Actually, "inexplicable" neatly sums up the actions of all of Irving's players in this tale. We learn so little about why they do the things they do that redemption and reason never seem achievable or even a possibility.

Pretty Jack grows up into a gorgeous Jack, a famous actor who plays sexually ambiguous, cross-dressing characters in sore need of movie-screen redemption. He lives in Los Angeles with Emma, and, while the two never have sex, there's plenty of touching -- and penis-holding (an irritating theme in all of Jack's female relationships).

Jack becomes the most passive, personality-free ladies' man in existence -- he never has to pursue a woman since they're always throwing themselves at him -- which makes sense for a celebrity, if not a 4-year-old boy.

(I've rarely read so many unsexy sex scenes.)

The good writing and trademark Irving moments of absurd hilarity are so infrequent that it seems the author of the extraordinary "A Prayer for Owen Meany" has lost his magic.
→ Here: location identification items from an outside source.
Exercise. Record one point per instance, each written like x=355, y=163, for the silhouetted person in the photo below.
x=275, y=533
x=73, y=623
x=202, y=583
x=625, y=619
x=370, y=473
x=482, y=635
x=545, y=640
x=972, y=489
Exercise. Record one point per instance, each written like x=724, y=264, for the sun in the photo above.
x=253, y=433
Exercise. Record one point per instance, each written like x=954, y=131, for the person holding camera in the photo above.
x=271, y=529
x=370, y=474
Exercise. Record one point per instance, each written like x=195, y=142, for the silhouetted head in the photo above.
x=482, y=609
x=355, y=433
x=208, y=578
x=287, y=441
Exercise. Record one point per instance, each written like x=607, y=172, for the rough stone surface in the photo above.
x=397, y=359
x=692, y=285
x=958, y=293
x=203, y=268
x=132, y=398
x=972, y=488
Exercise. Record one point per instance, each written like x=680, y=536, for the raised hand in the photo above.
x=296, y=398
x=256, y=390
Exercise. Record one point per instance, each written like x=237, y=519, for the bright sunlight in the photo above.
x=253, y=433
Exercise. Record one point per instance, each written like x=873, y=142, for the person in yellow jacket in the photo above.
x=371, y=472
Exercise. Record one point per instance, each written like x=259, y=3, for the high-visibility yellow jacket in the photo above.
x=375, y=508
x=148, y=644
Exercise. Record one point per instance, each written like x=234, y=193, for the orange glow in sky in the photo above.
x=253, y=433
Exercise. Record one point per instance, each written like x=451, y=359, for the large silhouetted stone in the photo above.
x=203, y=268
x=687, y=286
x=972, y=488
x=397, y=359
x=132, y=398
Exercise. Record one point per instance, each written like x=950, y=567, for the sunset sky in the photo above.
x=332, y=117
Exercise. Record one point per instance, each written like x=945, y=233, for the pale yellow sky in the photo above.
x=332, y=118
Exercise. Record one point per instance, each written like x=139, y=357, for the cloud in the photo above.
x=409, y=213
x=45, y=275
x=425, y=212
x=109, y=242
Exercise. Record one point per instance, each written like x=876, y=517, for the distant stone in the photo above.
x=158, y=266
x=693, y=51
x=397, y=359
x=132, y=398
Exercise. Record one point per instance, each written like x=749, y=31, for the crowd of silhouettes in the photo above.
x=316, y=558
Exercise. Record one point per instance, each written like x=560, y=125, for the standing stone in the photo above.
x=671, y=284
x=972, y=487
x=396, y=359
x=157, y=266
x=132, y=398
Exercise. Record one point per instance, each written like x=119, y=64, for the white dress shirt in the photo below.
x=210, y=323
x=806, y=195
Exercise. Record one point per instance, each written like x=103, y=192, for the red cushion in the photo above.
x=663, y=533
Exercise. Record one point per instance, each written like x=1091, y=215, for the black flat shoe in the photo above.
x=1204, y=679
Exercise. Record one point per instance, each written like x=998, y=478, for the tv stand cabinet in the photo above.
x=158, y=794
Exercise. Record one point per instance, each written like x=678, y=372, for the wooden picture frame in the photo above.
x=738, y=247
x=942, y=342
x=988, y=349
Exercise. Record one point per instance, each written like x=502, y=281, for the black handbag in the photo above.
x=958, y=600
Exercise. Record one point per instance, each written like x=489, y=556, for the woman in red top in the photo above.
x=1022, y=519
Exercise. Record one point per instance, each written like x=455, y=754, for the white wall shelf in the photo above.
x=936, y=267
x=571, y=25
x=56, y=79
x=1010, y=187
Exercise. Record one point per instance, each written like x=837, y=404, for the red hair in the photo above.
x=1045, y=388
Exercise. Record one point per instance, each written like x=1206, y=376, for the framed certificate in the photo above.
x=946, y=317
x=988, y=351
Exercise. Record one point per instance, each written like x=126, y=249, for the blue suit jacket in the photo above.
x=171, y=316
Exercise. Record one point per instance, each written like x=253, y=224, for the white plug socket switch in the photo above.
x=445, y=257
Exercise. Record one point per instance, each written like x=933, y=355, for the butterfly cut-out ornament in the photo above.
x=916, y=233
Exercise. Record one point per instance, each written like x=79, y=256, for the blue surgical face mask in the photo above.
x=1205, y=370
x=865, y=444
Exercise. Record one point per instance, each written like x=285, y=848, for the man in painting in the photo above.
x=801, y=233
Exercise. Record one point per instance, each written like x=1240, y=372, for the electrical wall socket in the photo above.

Jack and his mom, so close after their European adventures, become virtual strangers. Alice is Irving's most frustrating creation to date; she changes dramatically every few hundred pages, and finally it is confirmed that we really know nothing about her. Her life has all been lies or perhaps a creative connect-the-dots summation from a 4-year-old's perspective.

Sadly, when we arrive at Jack's third act, a touching reunion, Irving adds comic relief, distracting us from what should be a tender chapter.

Irving has said that a good deal of "Until I Find You" is autobiographical. He would have done well to look to Augusten Burroughs' memoir, "Running with Scissors," which recalls a horrible childhood with well-edited prose.

There's a good 300-page book here, but what we're served is a rambling, unsatisfying story of monumental dysfunction.

First published on July 17, 2005 at 12:00 am
Kim Crow is a freelance writer living in Cleveland.